28 Şubat 2022’den bu yana her açıklamasında “bugünün Türkiye’sini reddederek yarının Türkiyesi’ni kurma” iddiasını dile getiren, en son 5 Ocak açıklamasında “Siyaseti bir rant ve güç paylaşımı olarak değil, hak ve adalet temelli bir alan olarak gören bizler kara bulutları dağıtmaya kararlıyız… Cumhuriyetimizin 100. Yılı toplumsal barışın, insan hak ve özgürlüklerinin, adaletin, demokratik hukuk devletinin, temiz siyasetin ve refah toplumunun gerçekleşmesi yönünde yeni bir başlangıcın yılı olacaktır” diye yazılı açıklama yapan 6’lı Masa Cumhurbaşkanlığı seçiminin tek ortak adayla ve birinci turda muhalefet lehine sonuçlanması için açık ve şeffaf bir şekilde HDP’yle masaya oturmalıdır!
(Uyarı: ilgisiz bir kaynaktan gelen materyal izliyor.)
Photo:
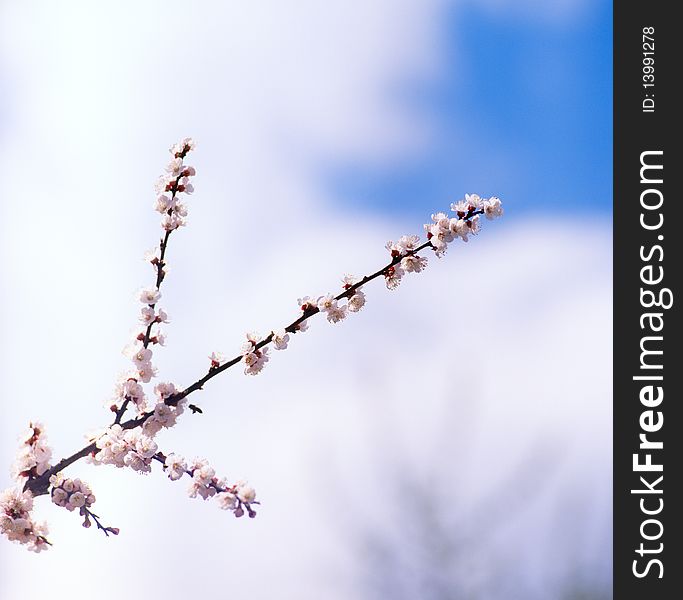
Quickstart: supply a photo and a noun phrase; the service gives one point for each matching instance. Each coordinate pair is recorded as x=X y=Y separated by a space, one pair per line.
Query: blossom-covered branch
x=131 y=443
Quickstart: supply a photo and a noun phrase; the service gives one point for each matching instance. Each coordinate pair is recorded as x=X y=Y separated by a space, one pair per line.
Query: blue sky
x=305 y=167
x=527 y=117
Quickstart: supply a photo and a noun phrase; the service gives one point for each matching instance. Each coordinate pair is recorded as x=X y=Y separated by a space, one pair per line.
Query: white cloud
x=95 y=92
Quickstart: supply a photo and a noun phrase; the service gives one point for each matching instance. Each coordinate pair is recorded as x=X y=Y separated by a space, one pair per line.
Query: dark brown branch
x=39 y=485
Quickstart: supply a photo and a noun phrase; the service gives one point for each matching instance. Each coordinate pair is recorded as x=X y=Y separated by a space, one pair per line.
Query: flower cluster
x=16 y=522
x=175 y=181
x=132 y=443
x=404 y=259
x=71 y=493
x=445 y=229
x=254 y=358
x=33 y=460
x=205 y=484
x=33 y=457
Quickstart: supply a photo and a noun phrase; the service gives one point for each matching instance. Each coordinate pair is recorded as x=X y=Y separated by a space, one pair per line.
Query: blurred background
x=453 y=439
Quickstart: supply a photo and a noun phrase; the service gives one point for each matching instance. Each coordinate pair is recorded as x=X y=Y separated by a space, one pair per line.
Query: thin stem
x=107 y=530
x=40 y=485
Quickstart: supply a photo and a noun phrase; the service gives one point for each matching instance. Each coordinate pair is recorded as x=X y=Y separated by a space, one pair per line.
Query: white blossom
x=175 y=466
x=392 y=276
x=150 y=295
x=356 y=302
x=413 y=263
x=493 y=208
x=280 y=339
KILIÇDAROĞLU NORMALLEŞMENİN YOLUNU AÇAR
Bu konuda asıl yük 6’lı Masa’nın ortak adayı olacağı kesin gibi olan Kılıçdaroğlu’nun omuzlarındadır! Muhalefet kazanmak için Kılıçdaroğlu’nun omuzlarındaki bu yükü paylaşmanın yolunu bulmalıdır! Çünkü yalnızca Kılıçdaroğlu’nun adaylığı muhafazakardan sosyal demokratlara, milliyetçilerden sosyalistlere kadar herkesi sandıkta birleştirir, memleketi de normalleştirir!